Maximum word segment length in terminal symbols. A word segment is a sequence of ‘.’ inside a regular expression. The word segment corresponds to a part of a word. Specify this argument equal to max_word_len to generate word segments with all allowed lengths.
The maximum number of possible terminal symbols to consider at position I in a word. Each possible terminal symbol determines parsing the remaining part of this word.

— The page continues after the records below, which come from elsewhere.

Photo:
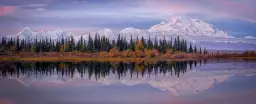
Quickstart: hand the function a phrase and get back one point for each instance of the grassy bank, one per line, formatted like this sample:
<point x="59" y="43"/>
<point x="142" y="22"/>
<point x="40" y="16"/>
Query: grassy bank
<point x="76" y="59"/>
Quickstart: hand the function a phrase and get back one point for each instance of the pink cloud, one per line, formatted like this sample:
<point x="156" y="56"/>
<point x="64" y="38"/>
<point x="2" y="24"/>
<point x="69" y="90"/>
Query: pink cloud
<point x="6" y="10"/>
<point x="217" y="8"/>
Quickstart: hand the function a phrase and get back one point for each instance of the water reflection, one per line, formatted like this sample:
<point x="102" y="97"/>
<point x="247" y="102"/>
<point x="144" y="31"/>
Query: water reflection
<point x="94" y="69"/>
<point x="119" y="82"/>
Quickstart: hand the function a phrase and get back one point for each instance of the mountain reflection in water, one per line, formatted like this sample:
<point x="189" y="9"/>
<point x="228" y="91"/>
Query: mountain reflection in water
<point x="118" y="82"/>
<point x="94" y="69"/>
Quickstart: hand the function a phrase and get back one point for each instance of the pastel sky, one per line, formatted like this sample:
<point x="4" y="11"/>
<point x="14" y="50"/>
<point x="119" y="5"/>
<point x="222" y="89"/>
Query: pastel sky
<point x="236" y="17"/>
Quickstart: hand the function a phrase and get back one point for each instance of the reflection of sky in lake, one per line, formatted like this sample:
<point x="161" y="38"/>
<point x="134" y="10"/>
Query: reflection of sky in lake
<point x="215" y="83"/>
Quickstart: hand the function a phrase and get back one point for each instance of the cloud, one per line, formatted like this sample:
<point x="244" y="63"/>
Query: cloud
<point x="217" y="8"/>
<point x="6" y="10"/>
<point x="37" y="5"/>
<point x="41" y="9"/>
<point x="249" y="37"/>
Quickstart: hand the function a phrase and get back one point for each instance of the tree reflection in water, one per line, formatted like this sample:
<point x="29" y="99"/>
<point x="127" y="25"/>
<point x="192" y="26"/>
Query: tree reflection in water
<point x="96" y="69"/>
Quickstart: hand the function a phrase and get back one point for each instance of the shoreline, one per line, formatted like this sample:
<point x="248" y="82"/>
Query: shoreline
<point x="114" y="59"/>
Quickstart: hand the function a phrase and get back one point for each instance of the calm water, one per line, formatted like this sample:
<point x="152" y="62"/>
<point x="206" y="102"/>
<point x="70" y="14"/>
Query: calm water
<point x="192" y="82"/>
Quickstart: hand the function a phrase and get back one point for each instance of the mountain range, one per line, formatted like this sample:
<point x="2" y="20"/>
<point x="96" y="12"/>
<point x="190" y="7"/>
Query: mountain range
<point x="196" y="31"/>
<point x="174" y="26"/>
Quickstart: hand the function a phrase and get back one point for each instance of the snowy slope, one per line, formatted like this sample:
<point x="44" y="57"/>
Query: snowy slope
<point x="172" y="27"/>
<point x="186" y="26"/>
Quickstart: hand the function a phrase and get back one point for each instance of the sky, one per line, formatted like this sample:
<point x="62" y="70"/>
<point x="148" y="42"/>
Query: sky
<point x="236" y="17"/>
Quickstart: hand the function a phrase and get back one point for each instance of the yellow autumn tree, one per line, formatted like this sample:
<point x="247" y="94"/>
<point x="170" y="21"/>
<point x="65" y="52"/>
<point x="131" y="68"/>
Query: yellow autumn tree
<point x="140" y="45"/>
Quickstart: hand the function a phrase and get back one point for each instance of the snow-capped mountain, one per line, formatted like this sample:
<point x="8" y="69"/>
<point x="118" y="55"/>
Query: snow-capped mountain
<point x="185" y="26"/>
<point x="172" y="27"/>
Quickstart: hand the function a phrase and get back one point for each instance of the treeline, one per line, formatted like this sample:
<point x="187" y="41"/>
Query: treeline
<point x="97" y="44"/>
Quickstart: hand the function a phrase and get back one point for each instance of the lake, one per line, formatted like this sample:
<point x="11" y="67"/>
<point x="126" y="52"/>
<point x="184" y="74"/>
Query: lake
<point x="189" y="82"/>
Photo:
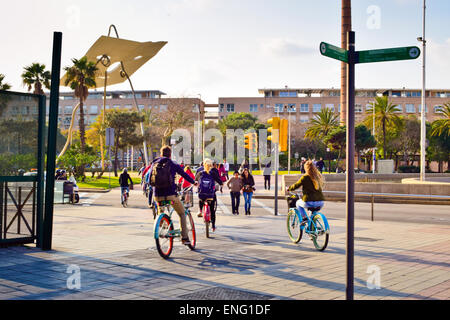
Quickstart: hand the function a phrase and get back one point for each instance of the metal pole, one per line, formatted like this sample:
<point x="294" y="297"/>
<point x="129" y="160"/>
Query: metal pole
<point x="422" y="118"/>
<point x="51" y="146"/>
<point x="350" y="190"/>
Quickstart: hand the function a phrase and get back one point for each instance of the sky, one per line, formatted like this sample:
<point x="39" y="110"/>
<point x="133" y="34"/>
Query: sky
<point x="232" y="48"/>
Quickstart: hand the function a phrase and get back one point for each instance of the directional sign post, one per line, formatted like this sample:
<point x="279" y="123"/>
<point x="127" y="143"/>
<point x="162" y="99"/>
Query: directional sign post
<point x="352" y="57"/>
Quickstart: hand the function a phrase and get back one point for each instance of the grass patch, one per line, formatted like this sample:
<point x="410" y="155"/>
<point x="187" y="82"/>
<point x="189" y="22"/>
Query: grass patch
<point x="103" y="183"/>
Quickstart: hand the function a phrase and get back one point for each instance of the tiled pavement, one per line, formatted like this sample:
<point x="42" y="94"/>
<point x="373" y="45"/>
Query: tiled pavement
<point x="247" y="258"/>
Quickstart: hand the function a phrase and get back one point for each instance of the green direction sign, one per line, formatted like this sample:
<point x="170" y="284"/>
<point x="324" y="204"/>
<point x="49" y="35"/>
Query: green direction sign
<point x="392" y="54"/>
<point x="334" y="52"/>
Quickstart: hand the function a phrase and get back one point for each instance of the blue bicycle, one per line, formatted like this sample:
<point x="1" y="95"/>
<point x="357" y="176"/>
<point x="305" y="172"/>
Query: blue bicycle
<point x="316" y="226"/>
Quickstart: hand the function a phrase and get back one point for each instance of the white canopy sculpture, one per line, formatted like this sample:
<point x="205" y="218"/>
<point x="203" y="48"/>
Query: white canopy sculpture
<point x="117" y="59"/>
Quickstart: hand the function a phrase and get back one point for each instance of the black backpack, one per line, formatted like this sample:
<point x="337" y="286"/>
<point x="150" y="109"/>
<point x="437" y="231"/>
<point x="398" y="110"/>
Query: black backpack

For all J>I, if arguments n_prod_J are absent on the command line, the script considers them equal to n_prod_I.
The script dumps a generated regular expression grammar to stdout.
$ mk-rg-vit.sh 4 3 2 S: . | . | . L3_0 | . L3_1 | . . | . . | . . L2_0 | . . L2_1 | . . . | . . . ; L2_0: . | . | . . | . . ; L2_1 = L2_0 ; L3_0: . | . | . ( . | . | . . | . . ) | . ( . | . | . . | . . ) | . . | . . | . . . | . . . ; L3_1 = L3_0 ;
Li_j correspond to remaining parts of a word, where i is the maximum length of a remaining part in terminal symbols, and j is the index of a copy of a remaining part.
To reduce the size of a generated grammar, it defines productions for copies with indices greater than 0 by shallow copying a production with index 0 (see Shallow Production Copies).
See Examples for using the script
mk-rg-vit.sh to generate template regular expression grammars for grammar learning.